6. The private sector alone will not solve the problems of production, marketing, and distribution.

7. Introduction of genetic engineering, the driving force behind the AGRA initiative, will make smallholder systems more environmentally vulnerable.

8. Introducing genetically engineered crops into smallholder agriculture will likely lead to the indebtedness of farmers.

9. AGRA's assertion that "There Is No Alternative" ignores the many successful agro-ecological and non-corporate approaches to agricultural development that have grown in the wake of the Green Revolution's failures.

10. AGRA's "alliance" does not place smallholder farmers, the principal actors in agricultural improvement, in the driver's seat.

In fact, peasant organizations have already proposed a more coherent alternative: "food sovereignty." Food sovereignty focuses on creating indigenous agricultural systems which are both ecologically and economically sustainable.
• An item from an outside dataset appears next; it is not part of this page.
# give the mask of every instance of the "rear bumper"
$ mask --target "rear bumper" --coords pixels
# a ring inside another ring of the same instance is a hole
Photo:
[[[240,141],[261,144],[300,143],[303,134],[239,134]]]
AGRA directors have yet to consult farmers' organizations.

Lawrence Sismka, a representative of Participatory Ecological Land Use Management, a regional network of 160 African NGOs working in sustainable agricultural development, proposed, "We should not totally refuse the initiative of the Gates Foundation in offering an intervention for Africa's food shortages. We should rather make an effort to promote talks between the foundations, African farmer-led organizations, and civil society to share the thoughts and priorities of farmers, as the food effort belongs to them. There are great examples of farmer-led alternative development initiatives which are environmentally sound and sustainable, and need to be supported and encouraged."

Sarah Mujuri of Volunteer Efforts for Development Concerns in Uganda said, "If the Gates and Rockefeller Foundations are going to introduce this plan, it is going to have heavy consequences on the environment, the indigenous seed-preserving culture of farmers, and also possible social costs…. Everybody should do a persistent campaign against the plan and say no to this Green Revolution."

In the coming months, African groups and their international allies will be mounting campaigns to monitor, inform, and challenge AGRA. The initiative will also be addressed at the upcoming Via Campesina conference on Food Sovereignty in Bamako, Mali, February 21-27. Organizations working on hunger, sustainable agriculture, and food sovereignty can join these efforts by helping to amplify farmers' voices in Africa's agricultural development debate.

Editor's Note: Peter Costiglio, a spokesperson for the Rockefeller Foundation, refused to comment, except to suggest that readers peruse the foundation's website. When asked if the foundation would initiate a dialogue with these organizations, Costiglio replied, "I know of no such plans at this time." However, when asked if the foundation would discuss concerns if representatives requested a meeting, Costiglio replied, "Yes. We are open to dialogue."